Expensive Diamonds

Most Expensive Diamonds in the World

The 5 Most Expensive Diamonds in the World

While all diamonds may be wished for, sought-after, and cherished for a long time after their purchase, the most expensive diamonds in the world share some additional qualities: they are rare, the have unparalleled value, and they share some fascinating histories. Here are some of most expensive diamonds in the history of the world.

Cullinan Diamond: $400 Million – several billions

The Cullinan, the largest rough diamond ever to have been mined, was recovered in Africa in 1905. The Cullinan weighed 3,106 carats (621 grams) in its rough form. It took eight months to work on the diamonds. The work done by three polishers working 14 hours a day. The result: nine principal numbered stones (numbered I through IX), 96 small brilliants and nine carats of unpolished fragments. All and one belong to the Crown Jewels of the United Kingdom. The Cullinan I weighs 530.2 carats and Cullinan II weighs 317.4 carats. By itseld, Cullinan II (also called The Star of Africa) is worth about $400 million. The worth of all nine diamonds cut from the Cullinan remains unknown, but rough estimates put it at several billions of dollars.


Millennium Star: Priceless

De Beers’ Millennium Star Diamond was mined in Zaire in 1990, weighing a mind-blowing 777 carats in its rough form. It is the world’s second largest known top-color, internally and externally flawless, pear-shaped diamond. After cut and polish, the Millennium Star weighs 203.04 carats. The Millennium Star diamond was the centerpiece of De Beers’ diamond exhibition at London’s Millennium Dome in 2000. In an operation called “Operation Magician”, the London Police foiled a daring robbery attempt of the Millennium Star on November 7.

Koh-I-Noor: Priceless

The Koh-i-Noor, mined in the 13th century in India, is one of the oldest diamonds on earth with a documented history. After being presented to Queen Victoria of England, it was exhibited at the Crystal Palace during 1851. The Koh-i-Noor is now part of the British Crown Jewels and after several cuttings, the diamond now weighs 106 carats.

The Hope Diamond: $350 Million 

The Hope Diamond, a rare blue weighing 45.52 carats (9.10 grams), passed through several distinguished hands since its arrival in Europe in1668. It was owned by \ King Louis XIV and King Louis XV of France, was stolen during the revolution and then found years afterwards in London in the possession of the Hope family, then sold in 1911 to the widow of Edward McLean, founder of the Washington Post. Sometimes later, it became the pendant on a diamond necklace and was sold to the celebrated diamond merchant, Harry Winston. Today, the diamond is kept at the Smithsonian in Washington, D.C. Its estimated worth is $350 million.

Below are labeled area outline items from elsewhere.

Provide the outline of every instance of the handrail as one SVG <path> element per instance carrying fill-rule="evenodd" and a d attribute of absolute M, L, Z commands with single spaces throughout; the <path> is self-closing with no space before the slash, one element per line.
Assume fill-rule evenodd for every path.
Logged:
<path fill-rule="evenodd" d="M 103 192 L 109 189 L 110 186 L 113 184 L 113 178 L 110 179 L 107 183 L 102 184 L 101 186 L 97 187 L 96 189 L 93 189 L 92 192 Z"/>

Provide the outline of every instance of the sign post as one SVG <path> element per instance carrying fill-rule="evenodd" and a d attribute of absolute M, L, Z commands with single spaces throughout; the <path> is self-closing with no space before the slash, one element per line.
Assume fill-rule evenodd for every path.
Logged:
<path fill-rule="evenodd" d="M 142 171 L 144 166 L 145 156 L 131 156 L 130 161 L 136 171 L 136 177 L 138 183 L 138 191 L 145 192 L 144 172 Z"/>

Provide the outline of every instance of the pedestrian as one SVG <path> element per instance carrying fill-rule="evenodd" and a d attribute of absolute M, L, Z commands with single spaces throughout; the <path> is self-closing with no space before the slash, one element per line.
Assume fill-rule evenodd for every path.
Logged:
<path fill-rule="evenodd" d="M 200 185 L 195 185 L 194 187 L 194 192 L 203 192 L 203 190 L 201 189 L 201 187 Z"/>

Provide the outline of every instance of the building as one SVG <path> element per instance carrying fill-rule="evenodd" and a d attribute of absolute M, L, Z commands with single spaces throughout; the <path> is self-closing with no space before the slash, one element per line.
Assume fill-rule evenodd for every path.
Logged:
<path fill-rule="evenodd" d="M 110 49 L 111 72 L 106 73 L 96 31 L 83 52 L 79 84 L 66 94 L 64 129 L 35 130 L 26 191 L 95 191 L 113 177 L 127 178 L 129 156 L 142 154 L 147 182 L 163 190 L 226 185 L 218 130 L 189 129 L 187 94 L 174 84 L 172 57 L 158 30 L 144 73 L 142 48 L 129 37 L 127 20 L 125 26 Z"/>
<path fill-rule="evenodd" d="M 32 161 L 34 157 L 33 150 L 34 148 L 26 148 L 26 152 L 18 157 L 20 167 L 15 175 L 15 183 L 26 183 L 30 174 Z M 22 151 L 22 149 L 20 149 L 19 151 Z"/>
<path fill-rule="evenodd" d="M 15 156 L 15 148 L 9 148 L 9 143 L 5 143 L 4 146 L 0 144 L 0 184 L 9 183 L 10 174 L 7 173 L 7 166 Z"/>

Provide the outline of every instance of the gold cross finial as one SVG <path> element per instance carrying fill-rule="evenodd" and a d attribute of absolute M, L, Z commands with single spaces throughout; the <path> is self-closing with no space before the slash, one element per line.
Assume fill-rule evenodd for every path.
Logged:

The Centenary Diamond: $100 Million 

The Centenary Diamond, the third-largest diamond ever recovered from De Beers’ Premier mine in South Africa, weighed 599 carats in its rough form. It was revealed in 1998, during the De Beers’ 100th anniversary celebrations, which also gave the diamond its name. The diamond in its polished form weighs 273.85. It has 247 facets and two flawless separate pear-shaped diamonds. While the stone has never been officially valued, it was insured for $100 million prior to its unveiling to the public in May 1991.